Entstehung und Ziele
Die Partei hat ihre Wurzeln in der Kölner USPD. Der damalige Parteisekretär Franz Josef Smeets (gest. 1925) versuchte, die Organisation auf einen separatistischen Kurs zu bringen, um eine autonome Rheinische Republik als Arbeiterstaat zu gründen. Nach Abstimmungsniederlagen trat Smeets mit seinen Anhängern aus der USPD aus und gründete im August 1919 den "Rheinlandbund", der mangels Erfolg Anfang 1920 in "Rheinisch-Republikanische Volkspartei" (RRVP) umbenannt wurde. Die anfänglich recht schwache Organisation agitierte vor allem in der Arbeiterschaft mit weitaus radikaleren Parolen als die Rheinische Volksvereinigung (RVV) Hans Adam Dortens (1880-1963), die sie als "reaktionär" betrachtete. Die Rheinisch-republikanische Volkspartei strebte einen neutralen, pazifistischen, sozialen und demokratischen Rheinstaat außerhalb des Deutschen Reichs an, weil nur so der preußische Militarismus zerschlagen werden könne. Bis 1923 brachte es die Organisation wie Dortens Rheinische Volksvereinigung auf einige Tausend Mitglieder. Ihr Zentralorgan war die in Köln erscheinende "Rheinische Republik".
Attentat auf Smeets
Die antipreußische Radikalität der Smeets-Partei wurde vor allem zu Beginn des passiven Widerstandes 1923 deutlich, als man in der Parteizeitung unter der Überschrift "Nur nicht gefackelt" (15.2.1923) den Besatzungsmächten "preußische Elemente" unter den Rheinlandbewohnern namentlich zur Ausweisung vorschlug. Die deutschen Behörden leiteten gegen Smeets ein Verfahren wegen Spionage ein. Wenige Tage danach, am 17. März 1923, wurde der Separatistenführer in seinem Kölner Büro niedergeschossen und schwer verletzt; sein Schwager starb bei dem Anschlag. Der Attentäter Hannes Miebach (1902-1934), ein junger Freikorpskämpfer, flüchtete nach München, wo er schließlich in der Organisation Consul (bzw. Bund Wiking) unterkam.
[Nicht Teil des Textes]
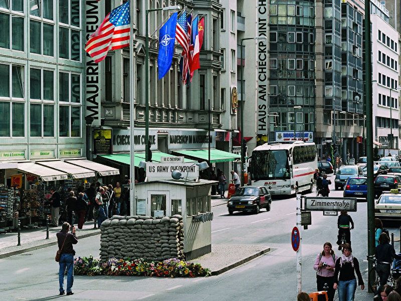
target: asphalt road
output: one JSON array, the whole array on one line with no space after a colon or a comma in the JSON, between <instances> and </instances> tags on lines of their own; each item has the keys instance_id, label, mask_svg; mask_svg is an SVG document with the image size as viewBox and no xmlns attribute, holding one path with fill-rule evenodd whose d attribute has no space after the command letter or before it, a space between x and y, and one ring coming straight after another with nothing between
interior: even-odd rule
<instances>
[{"instance_id":1,"label":"asphalt road","mask_svg":"<svg viewBox=\"0 0 401 301\"><path fill-rule=\"evenodd\" d=\"M330 197L342 196L342 191L332 189ZM0 259L0 300L295 300L296 257L290 234L295 224L296 208L295 198L275 200L270 212L264 209L258 215L229 215L224 205L213 207L213 243L260 244L272 249L218 276L194 279L76 276L75 294L59 297L56 250L51 247ZM358 202L357 209L350 213L355 224L351 240L353 255L361 261L367 284L366 203ZM312 212L312 221L302 235L302 289L308 292L316 289L315 258L325 241L336 245L337 235L337 217ZM388 228L398 235L397 229ZM99 239L96 236L80 240L77 255L98 254ZM396 249L398 246L396 244ZM371 294L366 292L367 288L361 291L358 287L355 299L371 299Z\"/></svg>"}]
</instances>

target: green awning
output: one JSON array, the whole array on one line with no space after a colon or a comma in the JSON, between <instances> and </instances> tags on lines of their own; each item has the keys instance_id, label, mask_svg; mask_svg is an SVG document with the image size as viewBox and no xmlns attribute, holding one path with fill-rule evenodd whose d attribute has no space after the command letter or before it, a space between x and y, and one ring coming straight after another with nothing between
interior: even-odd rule
<instances>
[{"instance_id":1,"label":"green awning","mask_svg":"<svg viewBox=\"0 0 401 301\"><path fill-rule=\"evenodd\" d=\"M209 154L208 149L187 149L184 150L174 150L174 153L191 158L196 159L204 161L209 161ZM234 161L241 158L239 155L236 155L232 153L211 148L210 150L210 162L216 163L217 162L228 162ZM185 159L186 161L186 159Z\"/></svg>"},{"instance_id":2,"label":"green awning","mask_svg":"<svg viewBox=\"0 0 401 301\"><path fill-rule=\"evenodd\" d=\"M130 163L130 156L129 154L114 154L113 155L100 155L99 157L106 159L108 159L112 161L116 161L119 163L123 163L129 165ZM162 157L176 157L173 155L166 154L162 152L152 152L152 161L154 162L160 162L161 158ZM134 164L136 167L139 166L139 162L145 161L145 153L135 153ZM196 161L190 159L184 159L185 162L194 163Z\"/></svg>"}]
</instances>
Im Januar 1924 war Miebach Mitglied des Schießtrupps, der den pfälzischen Separatistenführer Franz-Joseph Heinz (1884-1924) in Speyer ermordete.
Spaltung der Partei
Schwer verletzt, konnte Smeets seine Partei kaum noch führen. Eine starke Fraktion der Volkspartei unter Führung des Aacheners Leo Decker verbündete sich am 1. Juli 1923 mit dem seit Frühsommer 1923 von Düsseldorf aus agitierenden Joseph Matthes (1886-1943) und dessen separatistischer Neugründung mit beachtlichem Zulauf, dem "Rheinischen Unabhängigkeitsbund". Am 15. August 1923 schloss sich mit dieser neuen Kraft auch Dortens Rheinische Volksvereinigung zur "Vereinigten Rheinischen Bewegung" zusammen. Smeets blieb mit dem Rest seiner Volkspartei auf Distanz. Seine Organisation spielte bei den separatistischen Putschen im Herbst 1923 nur eine geringe Rolle, allerdings trugen Smeets-Anhänger im Sommer 1923 die frühen Organisationsstrukturen der separatistischen Bewegung in der Pfalz. Smeets selbst starb am 25. März 1925 in Metz an den Spätfolgen des Attentats.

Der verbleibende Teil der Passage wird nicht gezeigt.